NEW DELHI: The Comptroller and Auditor General (CAG) has stated that Delhi Transport Corporation‘s cumulative losses soared from Rs 25,300 crore in 2015-16 to nearly 60,750 crore in 2021-22 as it was weighed down by dwindling fleet, with 45% of buses being overage and prone to high levels of breakdown, resulting in below-par fleet utilisation.
In the long overdue report, expected to be tabled in assembly by the new BJP govt on Tuesday, the auditor pointed to multiple lapses, including the transport utility’s inability to augment its fleet, sources told TOI. This is the first of 14 reports that the AAP govt had refused to share in the assembly.
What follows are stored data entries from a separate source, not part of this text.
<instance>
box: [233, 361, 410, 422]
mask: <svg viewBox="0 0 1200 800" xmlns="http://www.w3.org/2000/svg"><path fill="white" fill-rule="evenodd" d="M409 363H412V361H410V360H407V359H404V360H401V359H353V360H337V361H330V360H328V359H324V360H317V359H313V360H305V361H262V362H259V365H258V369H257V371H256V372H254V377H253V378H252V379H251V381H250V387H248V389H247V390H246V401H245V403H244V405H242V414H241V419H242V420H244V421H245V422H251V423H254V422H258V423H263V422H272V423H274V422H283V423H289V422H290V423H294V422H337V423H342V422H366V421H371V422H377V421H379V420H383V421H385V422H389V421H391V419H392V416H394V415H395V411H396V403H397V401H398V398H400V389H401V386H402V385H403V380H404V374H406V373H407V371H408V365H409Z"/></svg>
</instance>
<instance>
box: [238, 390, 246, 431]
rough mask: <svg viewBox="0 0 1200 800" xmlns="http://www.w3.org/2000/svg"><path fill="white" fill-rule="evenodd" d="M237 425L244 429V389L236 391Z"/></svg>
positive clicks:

The primary reason for the losses was DTC fares remaining unchanged since 2009, sources said, with the Delhi govt refusing to pay heed to multiple requests. The burden further went up as women were given free bus rides. The auditor also pointed to the absence of any business plan and there was no roadmap to check the bleeding and to ensure its financial viability, said sources who have seen the report.
The skeletal DTC fleet, with broken down buses part of commuters’ daily experience, turned into a political issue, with BJP and Congress repeatedly talking up AAP chief Arvind Kejriwal’s 2015 promise to boost the fleet by 10,000.
CAG points out deficient route planning by DTC
In 2007, Delhi High Court had ordered that DTC should have a fleet of 11,000 buses. However, five years later, the Delhi cabinet pegged the number at 5,500. The CAG report is learnt to have pointed out that at the end of March 2022, DTC had a fleet of 3,937 buses, of which 1,770 were overage. The low-floor buses were more than 10 years old and were due to be phased out by the end of next month.
Although there was a shortage of 1,740 buses, except the addition of 300 buses in 2022, procurement was not done despite Rs 233 crore being available. It did not avail of central assistance of another Rs 49 crore under FAME-I scheme, which CAG attributed to indecision and lack of clarity on specifications. A delay in the finalisation of 300 electric buses under FAME-II resulted in the contract period being reduced from 12 years to 10 years.
An ageing fleet meant that DTC could not achieve operational efficiency compared to the national average. Besides, breakdowns ranged between 2.9 and 4.5 for every 10,000 km of operations, which was seen to be very high in comparison to other state transport corporations as well as cluster buses run by private operators on contract.
CAG pointed out that the performance of cluster buses was much better than that of the DTC fleet on each operational parameter, despite both operating in similar circumstances.
The federal auditor also faulted DTC for deficient route planning with the state utility operating on 468 routes or 57% of the total 814 routes. “The corporation was unable to recover its operational cost in any of the routes operated by it. As a result, it suffered losses of Rs 14,199 crore on operations during 2015-22,” a source said.
While losses soared, the Delhi govt provided a revenue grant of Rs 13,381 crore between 2015 and 2022, which left a gap of Rs 818 crore. Further, DTC did not sign an MoU with the Delhi transport department setting physical and financial targets.
Further, CAG is learnt to have pulled up DTC for not implementing an automatic fare collection system and having CCTV surveillance system that remained incomplete even nine years after the project was initiated.